I am trying to learn how to use recipes
to do an initial set of preprocessing steps, but I'm having a hard time figuring out how to define an 'id' (character) column which should NOT be processed or changed in any way.
Currently, I can prep
a recipe using a training dataset, and the id
column is changed from character
to factor
(undesired behavior, but not terrible). However, when I bake
new datasets (like a validation or testing dataset), the id
's all get converted to NA.
Sorry for not having a reproducible example, but here's the relevant code.

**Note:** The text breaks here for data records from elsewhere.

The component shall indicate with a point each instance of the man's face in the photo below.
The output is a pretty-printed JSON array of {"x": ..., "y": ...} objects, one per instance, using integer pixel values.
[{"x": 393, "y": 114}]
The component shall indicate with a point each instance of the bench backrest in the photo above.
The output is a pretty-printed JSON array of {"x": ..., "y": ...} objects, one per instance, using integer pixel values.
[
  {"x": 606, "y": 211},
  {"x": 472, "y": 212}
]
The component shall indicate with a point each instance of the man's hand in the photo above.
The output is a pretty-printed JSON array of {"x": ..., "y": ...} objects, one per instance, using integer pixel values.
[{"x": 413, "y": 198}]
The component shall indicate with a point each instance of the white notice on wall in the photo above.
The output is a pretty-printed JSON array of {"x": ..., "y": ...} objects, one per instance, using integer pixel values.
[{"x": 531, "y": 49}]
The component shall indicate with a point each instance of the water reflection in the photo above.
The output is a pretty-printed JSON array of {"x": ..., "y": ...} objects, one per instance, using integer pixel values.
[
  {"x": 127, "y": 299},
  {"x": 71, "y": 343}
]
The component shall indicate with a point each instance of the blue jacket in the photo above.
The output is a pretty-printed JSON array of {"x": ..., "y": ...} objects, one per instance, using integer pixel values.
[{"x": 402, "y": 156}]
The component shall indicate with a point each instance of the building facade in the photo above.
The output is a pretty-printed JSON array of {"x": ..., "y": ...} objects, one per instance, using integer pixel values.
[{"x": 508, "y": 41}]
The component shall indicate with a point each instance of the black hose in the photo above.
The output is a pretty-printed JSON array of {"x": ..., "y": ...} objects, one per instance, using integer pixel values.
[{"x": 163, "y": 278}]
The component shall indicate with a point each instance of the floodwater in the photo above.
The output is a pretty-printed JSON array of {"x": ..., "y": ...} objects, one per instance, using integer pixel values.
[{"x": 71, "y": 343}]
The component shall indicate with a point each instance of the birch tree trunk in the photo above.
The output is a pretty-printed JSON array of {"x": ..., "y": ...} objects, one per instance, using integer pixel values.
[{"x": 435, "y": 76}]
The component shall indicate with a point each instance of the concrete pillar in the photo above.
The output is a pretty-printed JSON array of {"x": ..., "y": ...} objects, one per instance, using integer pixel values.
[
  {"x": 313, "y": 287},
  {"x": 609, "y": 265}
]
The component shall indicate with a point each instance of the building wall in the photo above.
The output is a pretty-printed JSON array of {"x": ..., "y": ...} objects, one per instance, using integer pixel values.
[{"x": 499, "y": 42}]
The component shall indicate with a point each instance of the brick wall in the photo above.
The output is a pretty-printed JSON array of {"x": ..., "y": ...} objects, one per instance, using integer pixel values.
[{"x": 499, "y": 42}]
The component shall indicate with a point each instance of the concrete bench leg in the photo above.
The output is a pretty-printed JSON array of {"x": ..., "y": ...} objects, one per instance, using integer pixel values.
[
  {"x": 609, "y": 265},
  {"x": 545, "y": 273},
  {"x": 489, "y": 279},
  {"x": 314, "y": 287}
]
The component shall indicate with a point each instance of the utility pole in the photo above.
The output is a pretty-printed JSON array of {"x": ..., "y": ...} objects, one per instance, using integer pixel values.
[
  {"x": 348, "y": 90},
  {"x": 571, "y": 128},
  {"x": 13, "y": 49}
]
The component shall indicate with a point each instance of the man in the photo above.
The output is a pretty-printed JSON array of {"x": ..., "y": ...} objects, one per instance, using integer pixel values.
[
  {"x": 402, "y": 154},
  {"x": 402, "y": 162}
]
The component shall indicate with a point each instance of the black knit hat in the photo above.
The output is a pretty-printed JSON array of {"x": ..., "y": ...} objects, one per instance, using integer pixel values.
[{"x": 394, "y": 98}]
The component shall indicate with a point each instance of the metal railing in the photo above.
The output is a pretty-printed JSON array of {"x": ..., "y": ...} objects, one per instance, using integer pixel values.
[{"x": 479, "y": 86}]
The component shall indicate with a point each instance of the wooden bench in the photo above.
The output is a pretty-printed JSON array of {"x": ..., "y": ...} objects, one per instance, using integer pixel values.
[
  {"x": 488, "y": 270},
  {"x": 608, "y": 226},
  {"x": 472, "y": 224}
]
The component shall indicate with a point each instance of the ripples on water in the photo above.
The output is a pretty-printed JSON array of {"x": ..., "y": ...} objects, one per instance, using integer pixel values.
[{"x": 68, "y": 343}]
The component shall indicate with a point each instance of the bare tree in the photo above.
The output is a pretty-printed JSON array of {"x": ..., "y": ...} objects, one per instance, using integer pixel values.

Is there a way to just have id
be completely unaffected by the recipe, not being changed from character to factor, and not being touched when baked from new datasets?
rec_obj <- recipe(x = df_train) %>%
update_role(next_result, new_role = 'outcome') %>% # set the outcome variable
update_role(id, new_role = "id variable") %>% # id is NOT a predictor, and should NOT be touched
update_role(time_step, new_role = "timestep variable") %>% # time_step is NOT a predictor, and should NOT be touched
update_role(-next_result, -id, -time_step, new_role = 'predictor') %>% # everything else is a predictor
step_dummy(enchosp) %>% # this predictor is a factor and should be encoded with dummy variables
step_center(pred1, pred2, pred3, pred4, pred5) %>% # center + scale the numeric predictors
step_scale(pred1, pred2, pred3, pred4, pred5) %>%
step_medianimpute(all_numeric()) # median impute missing numbers
rec_trained <- prep(rec_obj, training = df_train)
train_data <- bake(rec_trained, new_data = df_train)
validate_data <- bake(rec_trained, new_data = df_validate)
test_data <- bake(rec_trained, new_data = df_test)
Incidentally, the reason I want the id's to remain after preprocessing is that I need to subsequently do some heavy processing on the datasets, generating padded and windowed time-series data from each id and its own time steps, and then AFTER that time series processing has occurred, THEN I'll remove the id for feeding into an LSTM neural network for modeling / testing.